Vice President for Human Resources plans to retire

Alison Alden succeeds in making HR processes more transparent, modern in training methods

MIT’s Vice President for Human Resources Alison Alden has announced her plans to retire in the spring of 2014. Alden began working at MIT in 2007 and has made substantial contributions to MIT’s HR department. Israel Ruiz, Executive Vice President and Treasurer, is “grateful to Alison for her seven years of exceptional service to MIT.”

When Alden first arrived on MIT’s campus, she recognized the importance of developing a full understanding of the faculty and staff.

“The first thing I did was listen to the culture and the people of MIT,” said Alden. “I went around campus asking faculty members what they thought MIT needed.”

Reaching out to employees has allowed Alden to recognize areas of improvement for MIT’s HR department and organize methods to enhance efficiency for the benefit of all employees.

As Vice President for Human Resources, Alden’s primary objective was to modernize HR processes. Alden valued providing excellent service to MIT’s vast and diverse body of customers, faculty, and staff.

“During her tenure, Alison has made significant contributions to transforming HR practices across campus,” said Ruiz. “She has a deep commitment to promoting an open and inclusive environment for all members of our community, and a genuine appreciation for MIT’s culture and values.”

Under Alden, the HR department launched an initiative to eliminate any and all ambiguity regarding benefits and compensation for employees and retirees. “I wanted to make sure that employees understand their benefits,” said Alden, so she optimized this communication process by implementing a routine for which all faculty and staff have access to compensation statements in paper and on-line. Alden also took action to make MIT’s retirement plans more cost-effective for the institute while ensuring long-term sustainability for employees. In 2012, she reformed the pension plans for new hires while preserving elements of the program that employees consider valuable, such as the 401(k) plan.

As part of her modernization initiatives, Alden increased the efficiency of the job application and hiring processes. She also implemented new methods to ensure that faculty and staff were trained effectively. “It’s important to make sure that managers and supervisors understand their roles,” stated Alden.

Looking to the future, Alden notes that modernization and optimization are continuous processes. “There is still modernizing that needs to be done,” said Alden. Going forward, she stresses that it is imperative that the HR department continues to maintain a comprehensive relationship with the faculty and staff at MIT. “Listen to the campus,” Alden advises, “understand its history and culture; enable the campus, without disrupting it.”

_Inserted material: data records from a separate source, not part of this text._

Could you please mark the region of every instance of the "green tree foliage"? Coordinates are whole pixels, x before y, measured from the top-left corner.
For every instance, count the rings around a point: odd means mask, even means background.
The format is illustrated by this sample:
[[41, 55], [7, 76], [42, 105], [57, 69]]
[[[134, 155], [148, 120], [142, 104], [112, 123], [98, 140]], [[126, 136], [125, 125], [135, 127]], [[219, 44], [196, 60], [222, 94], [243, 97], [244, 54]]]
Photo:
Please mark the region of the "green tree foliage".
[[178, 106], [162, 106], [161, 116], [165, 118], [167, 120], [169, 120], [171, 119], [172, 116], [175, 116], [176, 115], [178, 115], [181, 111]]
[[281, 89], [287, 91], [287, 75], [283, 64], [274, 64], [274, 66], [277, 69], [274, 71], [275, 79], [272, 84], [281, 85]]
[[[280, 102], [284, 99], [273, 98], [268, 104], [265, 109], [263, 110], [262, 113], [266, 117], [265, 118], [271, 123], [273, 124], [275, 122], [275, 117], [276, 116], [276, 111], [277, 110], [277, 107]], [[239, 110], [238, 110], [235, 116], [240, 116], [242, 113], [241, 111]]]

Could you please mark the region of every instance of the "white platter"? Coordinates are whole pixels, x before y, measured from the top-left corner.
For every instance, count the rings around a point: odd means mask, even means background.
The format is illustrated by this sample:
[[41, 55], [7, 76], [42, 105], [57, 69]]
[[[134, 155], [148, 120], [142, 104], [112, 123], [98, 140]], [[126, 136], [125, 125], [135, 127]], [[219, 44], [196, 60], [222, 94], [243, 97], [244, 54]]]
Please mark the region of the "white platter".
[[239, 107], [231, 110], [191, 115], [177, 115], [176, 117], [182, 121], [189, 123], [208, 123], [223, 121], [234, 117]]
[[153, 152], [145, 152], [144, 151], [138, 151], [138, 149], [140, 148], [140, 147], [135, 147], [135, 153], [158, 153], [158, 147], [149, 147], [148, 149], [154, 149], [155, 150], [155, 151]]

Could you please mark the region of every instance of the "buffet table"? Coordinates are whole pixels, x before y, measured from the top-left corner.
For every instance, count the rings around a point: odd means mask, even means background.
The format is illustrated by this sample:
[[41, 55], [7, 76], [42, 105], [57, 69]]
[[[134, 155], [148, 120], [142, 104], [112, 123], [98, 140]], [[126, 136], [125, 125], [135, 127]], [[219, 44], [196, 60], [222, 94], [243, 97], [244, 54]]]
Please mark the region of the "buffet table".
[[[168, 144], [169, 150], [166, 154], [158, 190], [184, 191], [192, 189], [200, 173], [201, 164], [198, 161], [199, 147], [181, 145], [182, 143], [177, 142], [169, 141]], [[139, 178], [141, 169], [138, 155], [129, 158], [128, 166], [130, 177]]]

Paula Sammarco, Executive Assistant to Alden, said that “Alison will be sadly missed. Under Alden’s leadership, we were able to accomplish so much in such a short period of time. HR is now aligned with the goals of the Institute and we are better positioned to meet the needs of the community. With this footprint, the HR leadership team is committed to moving forward while providing the best services possible to the community.”

Alden reflects that “it has been an honor to work here at MIT.” She plans to remain in close contact with the MIT community going forward. “We hope that she will remain connected to us as part of the MIT family,” said Ruiz.